All the indications are that FSB tactics in the North Caucasus will not undergo any serious change. The regional Antiterrorism Operation Headquarters (ROSh) is still under the command of an FSB official, although the ROSh is formally part of the Interior Ministry structure. True, as of September 16, this is no longer Rear Admiral Yury Maltsev (who, a year ago, was moved from the FSB Directorate for Coordination of Counterterrorism Operations to the Interior Ministry with the rank of deputy minister), but Arkady Yedelev.

Before his appointment to the ROSh, Yedelev was head of the OKU where Yury Sapunov was serving. Despite the apparent similarity of the names of the two FSB directorates, these are two distinct structures. Even so, the similarity of their names reflects the FSB's general problems in the Caucasus both in conducting special operations and in coordinating them.

Internal Security, Counterintelligence and Investigations

Aleksandr Zhdankov, who headed the antiterrorism department before Bragin, is still with the FSB. Moreover, he has received a very important post in the new structure as head of the FSB Control Service, formerly the FSB Inspectorate - in effect, its internal counterintelligence agency. This directorate served as a springboard for at least one federal minister: Before he became RF interior minister, Rashid Nurgaliyev was in charge of it.

Just before the Beslan hostage drama, Zhdankov was opportunely moved to another subdivision. This is why he did not have to come to the hostage contingency headquarters and formally has nothing to do with the tragedy.

The FSB Investigation Directorate will most likely be headed up by its current acting chief, Yury Anisimov. Anisimov's appointment marks the end to a bizarre story with the directorate's leadership, which was rather unpleasant for the special service. The fact is that after Sergei Balashov (he supervised the Edmond Pope case), the Investigation Directorate was briefly headed by Viktor Milchenko, who, to the horror of FSB personnel officials, happened to hold a Ukrainian passport. It is still a mystery how Milchenko had landed this key position not being a Russian citizen.

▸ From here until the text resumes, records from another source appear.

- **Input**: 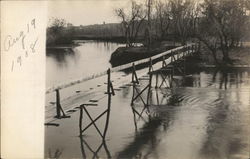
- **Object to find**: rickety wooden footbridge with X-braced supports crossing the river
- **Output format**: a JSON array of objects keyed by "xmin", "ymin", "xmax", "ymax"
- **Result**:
[{"xmin": 45, "ymin": 43, "xmax": 199, "ymax": 135}]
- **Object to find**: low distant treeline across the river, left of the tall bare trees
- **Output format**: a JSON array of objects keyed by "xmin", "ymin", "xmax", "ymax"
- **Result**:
[{"xmin": 46, "ymin": 18, "xmax": 124, "ymax": 46}]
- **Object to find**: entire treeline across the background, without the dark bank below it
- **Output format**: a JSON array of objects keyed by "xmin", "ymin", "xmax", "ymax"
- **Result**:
[{"xmin": 47, "ymin": 0, "xmax": 250, "ymax": 62}]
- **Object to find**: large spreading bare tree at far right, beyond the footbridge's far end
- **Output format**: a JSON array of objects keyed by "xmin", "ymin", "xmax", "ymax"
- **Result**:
[{"xmin": 198, "ymin": 0, "xmax": 247, "ymax": 63}]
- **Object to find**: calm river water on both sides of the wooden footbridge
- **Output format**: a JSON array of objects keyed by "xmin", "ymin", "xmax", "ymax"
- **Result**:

Thus far the changes in the Federal Security Service (except for the appearance of T/O fighters with Osama bin Laden) has admittedly been, rather, cosmetic. The key figures in the FSB leadership have stayed in their places while the general principle of its organization has remained virtually unchanged.

True, this is only logical: Nikolai Patrushev has been FSB director since 1999. For five years now the principal objective of the service itself, as well as of its head has stayed immutable - to serve as the main buttress of support for the President. Presumably, they have done a good job in this respect.